Bankrate: Did receiving awards for the show make a difference? Did it give you any cache?
Cybill Shepherd: Yes. I'm actually working a lot now. But as a producer, this was really my strongest thing that I have ever done. So when it wasn't available and disappeared, it was almost like I had disappeared. It was really a crisis. I was really in a financial and personal crisis.
Bankrate: You say you're working a lot now -- what are you doing?
Cybill Shepherd: Well, I'm guest-starring on "Psych" on the USA Network, "The L-Word" on Showtime and "Samantha Who?" I'm preparing to do my third low-budget feature film in three months. Suddenly, I'm doing all these movies. But there were times, I'd go and read for a part and they said they weren't looking for a Cybill type. I even wore a brown wig with no makeup to read for a part and still didn't get it.
Bankrate: When you were a little girl back in Tennessee, who inspired you to believe in yourself? What did they say that is probably still very real to you today?
Cybill Shepherd: I was very encouraged by my grandparents and my parents to do two things that would be very, very important for me. One was to sing. We always sang around the table. They forced me to try out for the church choir. The other thing was to be athletic. My mother and father coached me. My father taught me how to throw a football, receive a football and kick a football in the front yard. And if you go back and think about when that was, that was very rare. So I have this physical confidence. And we have found that young women particularly benefit ... all kids do, but particularly women to get that physicality, to feel not so much to measure your thighs, but what you can do with your body. And then I was always told that "beauty is as beauty does."
Bankrate: What's your take on looking at the climate of television in the late '90s compared to TV now? Has it changed for women?

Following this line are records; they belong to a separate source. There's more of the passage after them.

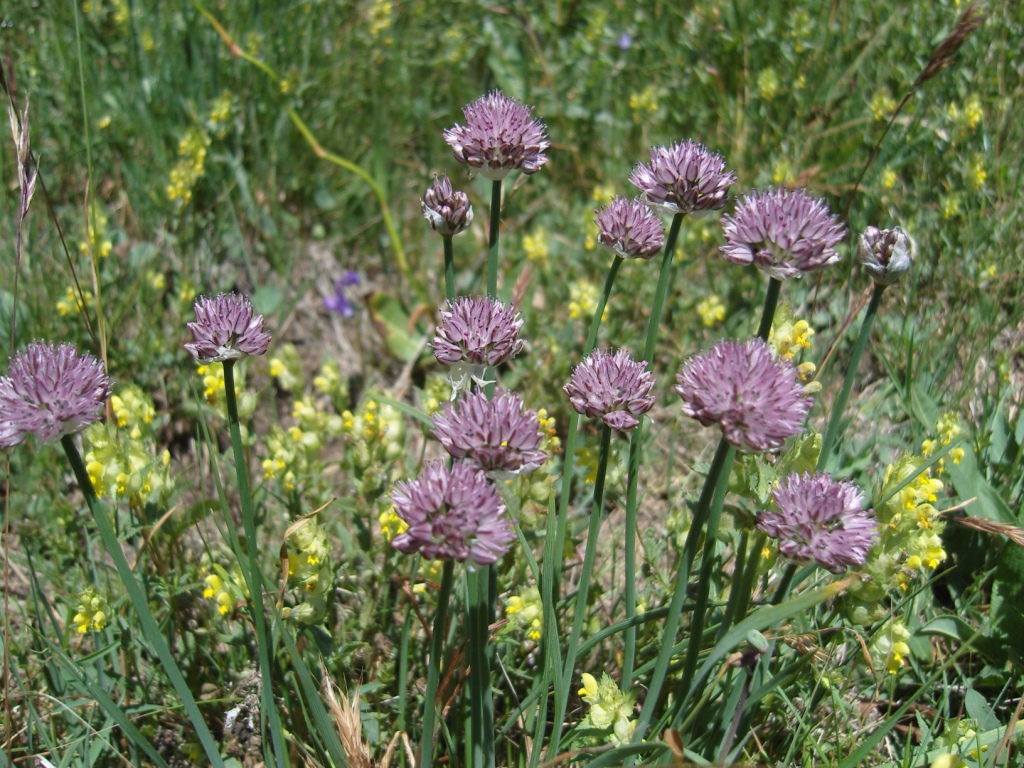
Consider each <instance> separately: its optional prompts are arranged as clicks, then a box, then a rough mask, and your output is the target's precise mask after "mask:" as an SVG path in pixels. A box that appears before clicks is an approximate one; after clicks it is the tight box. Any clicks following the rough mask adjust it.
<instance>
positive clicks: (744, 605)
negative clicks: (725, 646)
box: [718, 532, 768, 640]
mask: <svg viewBox="0 0 1024 768" xmlns="http://www.w3.org/2000/svg"><path fill="white" fill-rule="evenodd" d="M767 541H768V536H767V535H766V534H760V532H759V534H758V537H757V539H755V540H754V545H753V546H751V547H750V549H749V550H748V551H746V562H745V563H744V565H743V573H742V579H741V580H740V581H739V583H738V584H736V585H735V586H734V590H735V594H736V601H735V603H734V604H733V602H732V596H731V595H730V596H729V607H728V608H726V613H725V617H724V618H723V620H722V627H721V628H720V629H719V631H718V639H719V640H721V639H722V638H723V637H725V633H726V632H728V631H729V630H730V629H732V625H733V624H735V623H736V622H737V621H738V622H741V621H743V617H744V616H745V615H746V609H748V608H749V607H750V604H751V596H752V595H753V594H754V585H755V584H756V583H757V581H758V568H759V567H760V565H761V552H762V551H763V550H764V548H765V542H767Z"/></svg>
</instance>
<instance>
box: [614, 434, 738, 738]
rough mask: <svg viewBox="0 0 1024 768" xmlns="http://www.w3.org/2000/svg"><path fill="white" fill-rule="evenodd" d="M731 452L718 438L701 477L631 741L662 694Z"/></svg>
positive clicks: (729, 458)
mask: <svg viewBox="0 0 1024 768" xmlns="http://www.w3.org/2000/svg"><path fill="white" fill-rule="evenodd" d="M735 451H736V450H735V449H734V447H733V446H732V445H730V444H729V443H728V442H726V440H725V438H724V437H723V438H722V439H721V440H719V443H718V450H717V451H716V452H715V458H714V459H712V462H711V469H709V470H708V477H707V478H706V479H705V484H703V488H702V489H701V490H700V498H699V499H698V500H697V506H696V509H694V510H693V519H692V521H691V522H690V531H689V534H688V535H687V537H686V544H685V545H684V546H683V554H682V558H681V559H680V563H679V571H678V573H677V574H676V584H675V587H674V589H673V592H672V600H671V602H670V603H669V614H668V615H667V616H666V617H665V630H664V635H663V638H662V649H660V651H659V652H658V654H657V658H656V659H655V662H654V671H653V672H652V673H651V676H650V685H649V686H648V689H647V698H646V699H645V700H644V703H643V709H642V710H641V711H640V718H639V719H638V721H637V727H636V730H634V731H633V741H632V742H633V743H639V742H640V741H641V740H642V739H643V737H644V734H645V733H646V732H647V727H648V726H649V725H650V721H651V718H652V716H653V714H654V708H655V707H656V706H657V699H658V697H659V696H660V693H662V687H663V686H664V685H665V678H666V674H667V673H668V671H669V662H670V660H671V659H672V648H673V646H674V645H675V642H676V632H677V631H678V630H679V618H680V615H681V613H682V611H683V599H684V598H685V597H686V587H687V585H688V584H689V581H690V568H691V567H692V566H693V560H694V558H695V557H696V550H697V547H698V545H699V543H700V538H701V536H700V535H701V532H702V530H703V527H705V523H706V522H707V521H708V516H709V514H710V512H711V507H712V500H713V498H714V496H715V489H716V488H717V487H718V485H719V483H720V482H722V484H723V485H724V484H725V481H727V480H728V478H729V470H730V468H731V467H732V458H733V456H734V455H735Z"/></svg>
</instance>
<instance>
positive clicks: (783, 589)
mask: <svg viewBox="0 0 1024 768" xmlns="http://www.w3.org/2000/svg"><path fill="white" fill-rule="evenodd" d="M796 575H797V565H796V563H790V564H788V565H786V566H785V570H783V571H782V581H780V582H779V583H778V589H776V590H775V595H774V597H772V600H771V603H772V605H778V604H779V603H780V602H782V601H783V600H785V598H786V597H788V595H790V588H791V587H793V580H794V577H796Z"/></svg>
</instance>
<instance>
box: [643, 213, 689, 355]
mask: <svg viewBox="0 0 1024 768" xmlns="http://www.w3.org/2000/svg"><path fill="white" fill-rule="evenodd" d="M682 225H683V214H681V213H677V214H676V215H675V216H673V217H672V224H671V225H670V227H669V237H668V238H667V239H666V241H665V253H664V254H663V256H662V268H660V270H658V273H657V287H656V288H655V289H654V302H653V303H652V304H651V307H650V317H648V318H647V339H646V341H645V342H644V345H643V358H644V359H645V360H647V364H648V365H653V359H651V358H652V357H653V355H654V343H655V342H656V341H657V329H658V326H660V325H662V314H663V313H664V311H665V297H666V296H667V295H668V294H669V284H670V283H671V281H670V280H669V279H670V278H671V276H672V265H673V262H674V260H675V259H674V254H675V251H676V241H677V240H679V229H680V227H681V226H682Z"/></svg>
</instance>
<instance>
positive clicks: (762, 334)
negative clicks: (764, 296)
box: [758, 278, 782, 341]
mask: <svg viewBox="0 0 1024 768" xmlns="http://www.w3.org/2000/svg"><path fill="white" fill-rule="evenodd" d="M781 291H782V281H780V280H775V279H774V278H770V279H769V280H768V293H767V295H766V296H765V305H764V308H763V309H762V310H761V325H760V326H758V338H759V339H761V340H763V341H768V334H770V333H771V324H772V321H774V319H775V307H777V306H778V295H779V293H781Z"/></svg>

Is there more of an acceptance for them to own their own space in a way?
Cybill Shepherd: Well, we're certainly coming back … women over 40 with Glenn Close, Holly Hunter, Sally Field. There was a period when the "Cybill" show ended in 1998 where we vanished. It was like the Bermuda Triangle for women in television. For a long time, there wasn't a show with a woman in her 40s or 50s at the center of a show. I don't know when that started to change. We all went off the air -- like six shows that went off the air at the same time…."Grace Under Fire," "Murder She Wrote," "Roseanne," "Cybill," "Dr. Quinn, Medicine Woman," "Murphy Brown."